Fürchten statt Glauben

   In der von Bernard Marcadé kuratierten Abteilung lässt schon der Titel erahnen, wohin die Reise geht: «Je ne crois pas aux fantômes, mais j'en ai peur». Bruno Peinado zeigt da ein mehr als mannshohes, schwarzes Michelin-Männchen mit gewaltigem Kraushaar, auf dessen Brust in Spiegelschrift «The Big One World» geschrieben steht - ganz als nähmen wir selbst «Black Power» nur noch im Rückspiegel des Rennwagens wahr, mit dem wir in die globale Zukunft donnern. Einen ironischen Bezug zur Vorgeschichte dieser Ausstellung kann man auch aus der Installation «Faire des cartes de France» (2000) von Annette Messager herauslesen.

   Hinter einem wandfüllenden Netz hat sie Zeichnungen montiert, auf denen sie die Karte Frankreichs mit Hilfe von verschiedenen Figuren gestaltet: «La France Picasso» ist aus einem Gesicht geformt, das aus den «Demoiselles d'Avignon» entliehen scheint; aus der «France des vaches folles» grinst uns ein Haufen Rindviecher entgegen, und für «La Chiraquie» nutz sie geschickt die markante Nase des Präsidenten, um die Bretagne auszuformen.

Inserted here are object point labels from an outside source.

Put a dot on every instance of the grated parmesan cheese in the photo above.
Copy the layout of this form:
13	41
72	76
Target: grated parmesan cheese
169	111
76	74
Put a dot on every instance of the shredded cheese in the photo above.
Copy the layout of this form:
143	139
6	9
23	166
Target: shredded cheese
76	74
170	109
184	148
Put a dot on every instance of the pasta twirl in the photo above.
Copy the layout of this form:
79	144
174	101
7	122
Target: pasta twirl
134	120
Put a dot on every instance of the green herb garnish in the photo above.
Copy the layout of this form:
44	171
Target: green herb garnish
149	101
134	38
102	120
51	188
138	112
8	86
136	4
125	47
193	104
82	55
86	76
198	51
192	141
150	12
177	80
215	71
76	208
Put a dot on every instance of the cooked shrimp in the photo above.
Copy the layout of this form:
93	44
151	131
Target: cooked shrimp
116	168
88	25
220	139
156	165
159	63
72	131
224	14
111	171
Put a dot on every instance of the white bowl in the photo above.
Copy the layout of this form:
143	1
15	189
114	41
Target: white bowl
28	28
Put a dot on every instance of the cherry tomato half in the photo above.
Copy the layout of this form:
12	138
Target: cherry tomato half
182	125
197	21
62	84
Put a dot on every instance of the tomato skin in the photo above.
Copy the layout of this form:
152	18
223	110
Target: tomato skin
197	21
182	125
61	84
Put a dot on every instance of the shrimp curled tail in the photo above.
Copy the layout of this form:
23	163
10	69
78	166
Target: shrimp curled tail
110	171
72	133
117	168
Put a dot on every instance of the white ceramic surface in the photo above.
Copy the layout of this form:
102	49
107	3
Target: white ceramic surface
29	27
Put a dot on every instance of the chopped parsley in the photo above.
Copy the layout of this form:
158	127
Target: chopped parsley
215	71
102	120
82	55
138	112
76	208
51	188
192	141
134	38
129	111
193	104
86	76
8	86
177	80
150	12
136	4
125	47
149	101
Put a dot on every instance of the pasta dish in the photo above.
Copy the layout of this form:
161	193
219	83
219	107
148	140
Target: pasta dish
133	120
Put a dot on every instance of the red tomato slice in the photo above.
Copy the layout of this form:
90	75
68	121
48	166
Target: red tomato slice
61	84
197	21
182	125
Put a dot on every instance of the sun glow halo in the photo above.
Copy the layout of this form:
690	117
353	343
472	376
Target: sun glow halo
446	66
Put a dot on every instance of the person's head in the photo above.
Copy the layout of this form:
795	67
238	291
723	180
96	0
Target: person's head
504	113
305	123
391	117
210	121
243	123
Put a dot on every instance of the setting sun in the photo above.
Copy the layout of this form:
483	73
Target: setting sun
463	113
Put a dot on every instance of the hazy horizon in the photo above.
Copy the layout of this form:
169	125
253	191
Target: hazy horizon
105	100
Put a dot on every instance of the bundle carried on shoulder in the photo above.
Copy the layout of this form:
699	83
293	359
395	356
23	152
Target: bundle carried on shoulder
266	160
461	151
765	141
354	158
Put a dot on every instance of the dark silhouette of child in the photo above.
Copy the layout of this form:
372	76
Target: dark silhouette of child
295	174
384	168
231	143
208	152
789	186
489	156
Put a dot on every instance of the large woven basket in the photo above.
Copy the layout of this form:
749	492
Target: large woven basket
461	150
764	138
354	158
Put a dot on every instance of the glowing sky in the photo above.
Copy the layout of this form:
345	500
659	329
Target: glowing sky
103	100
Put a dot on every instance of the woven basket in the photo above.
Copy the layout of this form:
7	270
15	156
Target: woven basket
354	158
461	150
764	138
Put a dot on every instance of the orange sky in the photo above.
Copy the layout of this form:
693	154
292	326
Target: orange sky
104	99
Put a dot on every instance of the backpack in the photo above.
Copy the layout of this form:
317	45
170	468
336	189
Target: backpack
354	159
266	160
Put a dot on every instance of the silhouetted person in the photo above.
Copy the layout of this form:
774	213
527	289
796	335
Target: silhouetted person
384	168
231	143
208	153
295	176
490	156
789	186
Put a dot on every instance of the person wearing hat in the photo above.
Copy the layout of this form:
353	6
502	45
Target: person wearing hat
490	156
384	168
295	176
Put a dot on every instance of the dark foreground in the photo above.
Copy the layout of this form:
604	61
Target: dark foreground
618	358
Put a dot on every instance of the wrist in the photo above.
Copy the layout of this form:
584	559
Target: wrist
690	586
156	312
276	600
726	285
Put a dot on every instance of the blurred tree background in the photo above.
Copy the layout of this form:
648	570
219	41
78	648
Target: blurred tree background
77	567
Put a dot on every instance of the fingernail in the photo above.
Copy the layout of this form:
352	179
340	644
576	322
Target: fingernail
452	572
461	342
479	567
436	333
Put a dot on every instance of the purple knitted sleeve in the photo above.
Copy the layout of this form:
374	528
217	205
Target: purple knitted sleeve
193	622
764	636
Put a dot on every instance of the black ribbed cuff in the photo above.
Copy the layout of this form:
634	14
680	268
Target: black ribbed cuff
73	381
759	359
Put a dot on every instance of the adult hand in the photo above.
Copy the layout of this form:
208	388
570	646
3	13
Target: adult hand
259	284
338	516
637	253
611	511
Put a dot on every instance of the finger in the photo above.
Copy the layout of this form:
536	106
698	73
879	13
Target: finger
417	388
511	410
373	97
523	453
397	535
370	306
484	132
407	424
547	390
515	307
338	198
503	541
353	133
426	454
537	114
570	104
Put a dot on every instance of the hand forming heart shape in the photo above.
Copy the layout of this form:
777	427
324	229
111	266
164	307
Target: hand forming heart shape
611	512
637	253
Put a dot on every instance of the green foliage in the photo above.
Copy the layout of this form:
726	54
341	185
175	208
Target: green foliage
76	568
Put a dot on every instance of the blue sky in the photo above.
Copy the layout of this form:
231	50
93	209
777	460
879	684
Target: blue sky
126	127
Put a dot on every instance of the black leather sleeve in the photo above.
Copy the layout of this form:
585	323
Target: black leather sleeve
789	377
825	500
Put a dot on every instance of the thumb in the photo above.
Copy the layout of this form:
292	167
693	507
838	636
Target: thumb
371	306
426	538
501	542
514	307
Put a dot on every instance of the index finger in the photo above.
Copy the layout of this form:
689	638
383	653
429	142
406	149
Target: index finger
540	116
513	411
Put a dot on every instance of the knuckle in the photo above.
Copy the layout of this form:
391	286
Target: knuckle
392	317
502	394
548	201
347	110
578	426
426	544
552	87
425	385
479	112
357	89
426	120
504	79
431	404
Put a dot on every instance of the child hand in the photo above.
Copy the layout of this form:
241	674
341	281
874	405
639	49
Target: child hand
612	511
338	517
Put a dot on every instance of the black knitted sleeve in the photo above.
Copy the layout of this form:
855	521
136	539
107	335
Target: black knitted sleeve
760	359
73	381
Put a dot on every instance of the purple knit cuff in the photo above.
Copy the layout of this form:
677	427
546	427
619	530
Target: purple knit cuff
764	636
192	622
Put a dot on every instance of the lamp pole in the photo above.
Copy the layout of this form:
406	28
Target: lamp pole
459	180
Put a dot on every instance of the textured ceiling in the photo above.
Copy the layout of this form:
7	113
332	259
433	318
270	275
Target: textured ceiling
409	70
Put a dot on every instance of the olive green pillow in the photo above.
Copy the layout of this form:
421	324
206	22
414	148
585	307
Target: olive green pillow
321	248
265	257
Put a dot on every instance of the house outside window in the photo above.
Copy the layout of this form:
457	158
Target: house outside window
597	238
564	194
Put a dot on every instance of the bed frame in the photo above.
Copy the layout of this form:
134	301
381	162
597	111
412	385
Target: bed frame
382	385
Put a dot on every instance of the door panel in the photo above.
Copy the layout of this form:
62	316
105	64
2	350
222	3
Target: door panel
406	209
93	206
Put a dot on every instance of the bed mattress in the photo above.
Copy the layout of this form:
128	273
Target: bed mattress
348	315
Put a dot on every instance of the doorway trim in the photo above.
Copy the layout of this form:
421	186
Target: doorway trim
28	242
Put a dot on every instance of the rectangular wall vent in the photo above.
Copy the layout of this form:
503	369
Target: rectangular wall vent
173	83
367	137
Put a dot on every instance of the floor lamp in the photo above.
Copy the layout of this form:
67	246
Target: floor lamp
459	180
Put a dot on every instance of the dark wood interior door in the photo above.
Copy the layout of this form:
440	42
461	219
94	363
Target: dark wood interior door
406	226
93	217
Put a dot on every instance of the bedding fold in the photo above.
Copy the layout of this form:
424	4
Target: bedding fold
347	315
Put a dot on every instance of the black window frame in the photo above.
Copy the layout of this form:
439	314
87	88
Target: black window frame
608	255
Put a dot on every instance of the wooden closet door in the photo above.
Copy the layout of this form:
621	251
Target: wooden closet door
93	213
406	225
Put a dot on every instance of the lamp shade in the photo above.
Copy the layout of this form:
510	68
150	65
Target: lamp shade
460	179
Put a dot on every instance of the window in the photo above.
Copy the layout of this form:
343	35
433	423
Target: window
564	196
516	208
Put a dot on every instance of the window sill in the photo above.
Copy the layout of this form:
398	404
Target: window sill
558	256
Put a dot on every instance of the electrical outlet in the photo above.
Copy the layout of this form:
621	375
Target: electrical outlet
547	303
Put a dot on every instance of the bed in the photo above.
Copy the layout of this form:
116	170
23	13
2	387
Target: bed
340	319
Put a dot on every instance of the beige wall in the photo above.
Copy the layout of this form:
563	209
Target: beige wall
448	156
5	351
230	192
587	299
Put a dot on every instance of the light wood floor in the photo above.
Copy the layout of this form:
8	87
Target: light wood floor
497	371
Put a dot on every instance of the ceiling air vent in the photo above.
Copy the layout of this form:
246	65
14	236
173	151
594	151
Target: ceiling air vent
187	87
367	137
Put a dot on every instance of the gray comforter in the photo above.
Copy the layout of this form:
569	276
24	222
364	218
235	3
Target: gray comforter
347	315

   So reichhaltig das Angebot auch ist - hat man die siebentausend Quadratmeter abgeschritten, kommen einem doch leise Zweifel am Sinn eines solchen Grossunternehmens. Viele der gezeigten Werke hat man in anderen Zusammenhängen schon mindestens genauso gut sehen können - und manche Arbeit, die Zeit beansprucht, wäre in einem kleineren Kontext wohl besser aufgehoben. Wem dient die Sache also am meisten? Der Kunst? Frankreich? Dem Minister? - Sicher geht auch das Publikum nicht ganz leer aus. Ja, wer die Vorgeschichte ignorieren kann, wird die Ausstellung mit einem gewissen Genuss beschlendern können. Gelingt das nicht, vergeht einem möglicherweise nach den ersten Augenhappen schon sehr schnell der Appetit.